Wat is een opsonine?
Een opsonine is een type molecuul dat helpt een antigeen aan een immuuncel te binden. Het kan helpen cellen genaamd fagocyten te verbinden met antigenen; het proces van opsonisatie is wanneer de antilichaammoleculen worden bekleed met het bindmiddel. Anders zou de negatieve lading van de cellen bijvoorbeeld het molecuul en de binnendringende bacteriën afstoten. Het immuunsysteem moet typisch een binnenvallend deeltje als vreemd herkennen voordat het antilichamen aanmaakt. In een proces dat fagocytose wordt genoemd, hechten antilichamen die Y-vormig zijn aan de bacteriën, waaraan de fagocyten kunnen binden voordat ze de indringer verteren.
De armen van het Y-vormige molecuul verbinden zich met een vreemd deeltje, en het onderste deel is waar een immuuncel naar kan linken via een receptor. Wanneer de twee aan elkaar binden, kan de fagocyt het deeltje opslokken en met enzymen verteren. Een opsonine bedekt typisch de negatief geladen moleculen op het oppervlak van een cel. De opsoninemoleculen dienen in het algemeen om de antigenen te bedekken totdat ze het cellulaire membraan bereiken. Wanneer dit in één cel gebeurt, worden meestal ook receptoren in andere nabijgelegen fagocyten geactiveerd.

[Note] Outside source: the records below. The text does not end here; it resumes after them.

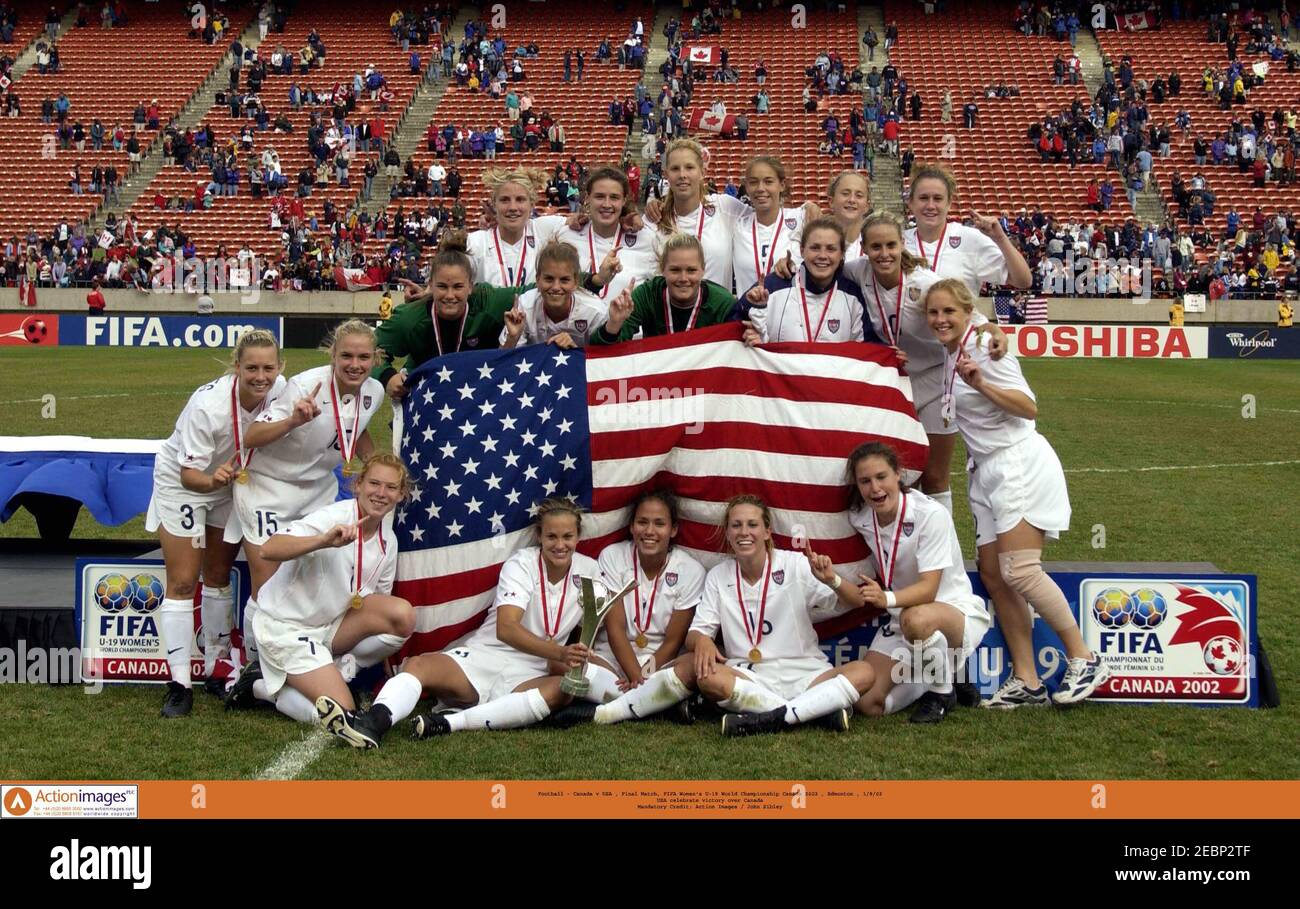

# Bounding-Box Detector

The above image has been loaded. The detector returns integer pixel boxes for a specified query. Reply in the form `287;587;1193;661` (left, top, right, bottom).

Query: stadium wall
0;287;1278;325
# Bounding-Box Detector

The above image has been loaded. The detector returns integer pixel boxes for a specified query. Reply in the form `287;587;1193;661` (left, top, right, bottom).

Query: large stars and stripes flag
394;323;927;653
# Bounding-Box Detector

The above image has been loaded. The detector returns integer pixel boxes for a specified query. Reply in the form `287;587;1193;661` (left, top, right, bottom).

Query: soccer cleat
226;659;261;710
980;675;1052;710
723;707;785;736
159;681;194;719
316;694;393;748
809;707;853;732
1052;654;1110;705
546;701;595;730
907;692;957;723
953;681;979;707
411;705;452;739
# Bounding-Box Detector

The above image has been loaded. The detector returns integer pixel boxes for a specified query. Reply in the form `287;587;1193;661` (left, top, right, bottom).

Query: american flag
394;323;927;654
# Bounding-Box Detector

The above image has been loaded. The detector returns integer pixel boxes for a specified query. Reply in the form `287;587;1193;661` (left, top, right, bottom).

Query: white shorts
727;657;835;701
442;646;546;704
252;609;347;694
966;433;1070;546
225;472;338;546
867;594;991;663
907;364;957;436
144;486;231;537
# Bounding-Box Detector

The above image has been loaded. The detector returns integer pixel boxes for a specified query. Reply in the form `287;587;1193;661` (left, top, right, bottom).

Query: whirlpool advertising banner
75;559;248;683
59;316;285;347
822;572;1260;707
1210;325;1300;360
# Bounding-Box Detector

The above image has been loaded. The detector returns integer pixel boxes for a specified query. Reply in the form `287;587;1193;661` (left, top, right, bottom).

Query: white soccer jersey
849;490;983;619
501;287;610;347
555;224;659;303
464;546;601;655
943;334;1037;460
257;499;398;628
467;215;564;287
902;222;1006;296
153;376;285;502
597;540;705;658
248;364;384;490
646;192;750;290
749;269;865;341
732;207;803;294
690;549;837;661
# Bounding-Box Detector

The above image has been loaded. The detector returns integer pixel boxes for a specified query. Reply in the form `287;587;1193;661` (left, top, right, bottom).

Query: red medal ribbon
586;224;623;300
871;493;907;590
632;544;668;635
537;553;569;639
736;554;772;649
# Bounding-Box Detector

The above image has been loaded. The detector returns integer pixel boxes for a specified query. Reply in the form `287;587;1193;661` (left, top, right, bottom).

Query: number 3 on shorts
254;511;280;537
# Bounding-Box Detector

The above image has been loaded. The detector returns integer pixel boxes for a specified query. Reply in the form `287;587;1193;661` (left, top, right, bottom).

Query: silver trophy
560;577;637;697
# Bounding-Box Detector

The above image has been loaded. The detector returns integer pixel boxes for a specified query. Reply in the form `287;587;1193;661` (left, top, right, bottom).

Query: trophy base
560;675;592;697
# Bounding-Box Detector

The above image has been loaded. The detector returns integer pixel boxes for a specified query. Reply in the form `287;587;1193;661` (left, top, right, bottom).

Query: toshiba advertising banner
1002;325;1209;360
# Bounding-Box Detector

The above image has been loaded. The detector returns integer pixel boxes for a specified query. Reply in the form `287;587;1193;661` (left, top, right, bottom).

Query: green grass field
0;349;1300;779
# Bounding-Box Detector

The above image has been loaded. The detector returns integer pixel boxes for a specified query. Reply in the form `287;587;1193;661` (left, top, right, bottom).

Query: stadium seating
1100;22;1300;233
885;0;1132;222
0;0;251;237
120;0;428;257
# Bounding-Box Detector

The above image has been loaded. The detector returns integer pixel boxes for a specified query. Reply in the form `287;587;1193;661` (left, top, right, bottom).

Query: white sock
447;688;551;732
785;675;862;726
595;668;690;724
911;631;953;694
374;672;424;723
926;489;953;514
718;678;785;714
274;683;320;723
351;635;406;670
159;598;194;688
582;663;623;704
243;597;257;666
199;584;235;679
885;681;926;715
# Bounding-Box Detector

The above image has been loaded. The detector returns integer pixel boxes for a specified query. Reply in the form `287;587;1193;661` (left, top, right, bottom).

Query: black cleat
316;694;393;748
225;659;261;710
159;681;194;719
953;681;980;707
546;701;595;730
723;707;785;736
907;692;957;723
809;707;853;732
411;705;460;739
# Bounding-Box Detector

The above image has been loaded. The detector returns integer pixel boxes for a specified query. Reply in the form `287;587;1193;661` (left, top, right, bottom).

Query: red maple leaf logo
1169;585;1242;648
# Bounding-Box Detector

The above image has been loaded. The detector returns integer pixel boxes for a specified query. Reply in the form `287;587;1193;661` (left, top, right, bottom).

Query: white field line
254;728;332;780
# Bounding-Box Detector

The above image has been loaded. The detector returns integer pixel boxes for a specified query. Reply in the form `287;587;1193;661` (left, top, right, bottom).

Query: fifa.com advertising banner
1002;325;1209;360
0;313;285;347
75;559;250;683
822;571;1258;707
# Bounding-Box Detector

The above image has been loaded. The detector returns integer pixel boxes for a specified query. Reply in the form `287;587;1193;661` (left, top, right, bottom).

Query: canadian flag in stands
686;44;718;66
690;108;736;134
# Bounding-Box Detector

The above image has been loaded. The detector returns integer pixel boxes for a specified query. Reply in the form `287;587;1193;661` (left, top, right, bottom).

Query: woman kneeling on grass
595;495;875;736
316;498;619;748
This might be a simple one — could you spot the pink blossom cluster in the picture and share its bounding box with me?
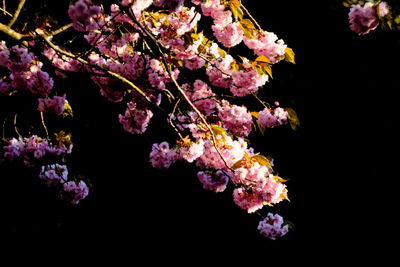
[206,55,234,88]
[182,79,217,115]
[257,212,289,240]
[200,0,225,17]
[349,2,379,35]
[150,142,176,169]
[377,1,390,18]
[231,160,287,213]
[153,0,184,12]
[230,59,268,97]
[212,22,244,47]
[168,6,201,35]
[60,180,89,205]
[68,0,101,31]
[196,135,247,170]
[243,31,287,63]
[218,100,253,137]
[39,163,89,204]
[0,41,54,96]
[0,135,73,166]
[118,102,153,134]
[38,94,65,115]
[197,170,229,193]
[39,163,68,187]
[43,48,82,75]
[258,107,289,128]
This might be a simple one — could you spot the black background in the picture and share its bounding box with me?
[1,1,400,264]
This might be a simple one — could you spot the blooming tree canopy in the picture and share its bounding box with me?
[0,0,300,239]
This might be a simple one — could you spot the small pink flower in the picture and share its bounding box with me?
[257,212,289,240]
[349,2,379,35]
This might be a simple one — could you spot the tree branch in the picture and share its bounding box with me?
[0,23,27,41]
[118,2,234,172]
[49,23,72,36]
[7,0,26,28]
[37,33,161,109]
[240,3,263,31]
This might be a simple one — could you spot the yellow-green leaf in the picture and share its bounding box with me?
[62,99,74,118]
[255,55,271,64]
[285,47,296,64]
[211,125,228,140]
[239,19,256,39]
[250,154,273,171]
[253,56,273,78]
[250,111,258,119]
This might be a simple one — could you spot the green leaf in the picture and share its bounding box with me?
[239,19,256,39]
[285,47,296,64]
[284,108,300,131]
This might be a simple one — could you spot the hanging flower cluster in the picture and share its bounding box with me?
[0,0,298,239]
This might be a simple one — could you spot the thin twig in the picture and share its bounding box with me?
[252,93,269,108]
[49,23,72,36]
[3,116,7,139]
[14,113,22,137]
[7,0,26,28]
[0,7,12,17]
[38,31,161,110]
[118,3,234,171]
[0,23,27,42]
[240,4,262,31]
[168,98,183,139]
[40,111,50,140]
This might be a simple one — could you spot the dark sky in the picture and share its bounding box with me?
[1,1,400,263]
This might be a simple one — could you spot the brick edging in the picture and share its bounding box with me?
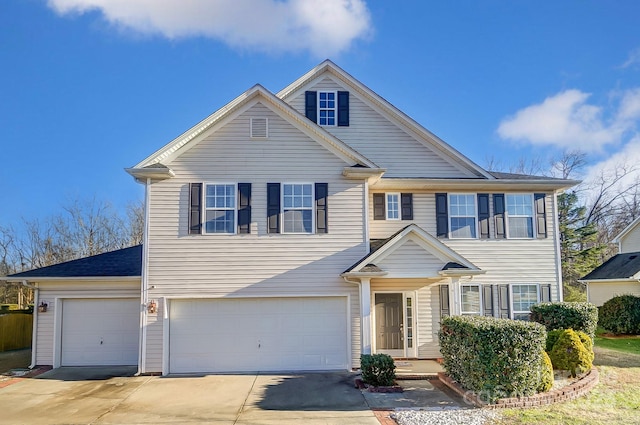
[438,367,599,409]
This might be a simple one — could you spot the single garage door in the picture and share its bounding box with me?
[61,298,140,366]
[169,297,348,373]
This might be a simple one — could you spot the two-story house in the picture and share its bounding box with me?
[5,60,576,374]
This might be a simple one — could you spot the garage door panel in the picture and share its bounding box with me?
[61,299,140,366]
[169,297,348,373]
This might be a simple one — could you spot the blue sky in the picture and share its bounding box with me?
[0,0,640,226]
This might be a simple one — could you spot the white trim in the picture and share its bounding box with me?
[447,192,480,240]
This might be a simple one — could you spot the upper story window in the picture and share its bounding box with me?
[449,193,477,239]
[511,284,538,320]
[204,184,237,234]
[318,91,338,126]
[460,285,482,315]
[505,194,534,238]
[386,193,400,220]
[282,183,313,233]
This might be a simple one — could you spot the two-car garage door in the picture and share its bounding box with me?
[169,297,349,373]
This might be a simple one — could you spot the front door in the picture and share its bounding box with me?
[375,293,405,357]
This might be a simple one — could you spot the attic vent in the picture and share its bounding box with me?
[251,118,268,139]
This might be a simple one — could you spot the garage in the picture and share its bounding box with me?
[169,297,349,373]
[61,298,140,366]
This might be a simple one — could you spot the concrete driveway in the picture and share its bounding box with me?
[0,368,379,425]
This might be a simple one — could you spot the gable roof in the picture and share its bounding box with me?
[276,59,494,180]
[343,224,484,275]
[580,252,640,281]
[126,84,384,177]
[7,245,142,280]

Opsonin-moleculen werken door het immuunsysteem. Dendritische cellen kunnen antigenen verzamelen zodra ze in contact komen met een kiem of een vreemd deeltje. Ze worden dan meestal gericht op een lymfeknoop of de milt. De antigenen worden vervolgens aangeboden aan immuuncellen die lymfocyten worden genoemd, en een immuunrespons kan beginnen. Het bestrijden van een infectie op deze manier kan lang duren, maar cellen die macrofagen worden genoemd, kunnen pathogenen onmiddellijk vernietigen en binnen enkele minuten beginnen met het bestrijden van een infectie.
Macrofagen kunnen vier soorten moleculen hebben die indringers herkennen. Deze kunnen worden geformuleerd zonder blootstelling aan een kiem, terwijl andere moleculen die microben herkennen in het bloed worden gevonden. Dergelijke moleculaire variëteiten kunnen C-reactief proteïne, dat in de lever wordt gevormd, en mannose bindende lectine omvatten. Beide zijn soorten opsonine en binden aan microben om immuuncellen infectieuze deeltjes te laten absorberen.
Een opsonine kan ook een antilichaam zijn en dit type wordt soms gecreëerd als het immuunsysteem op een bepaalde manier reageert. Opsonisatie is vaak beperkt als een bacterie is ingekapseld in een koolhydraatcapsule. De behuizing kan het voor het immuunsysteem moeilijk maken om de microbe te herkennen, en antilichamen hebben het meestal moeilijk om door te breken naar het celoppervlak. Opsonineverbindingen werken in het hele immuunsysteem en helpen ook cellen genaamd neutrofielen en monocyten om antigenen te gebruiken.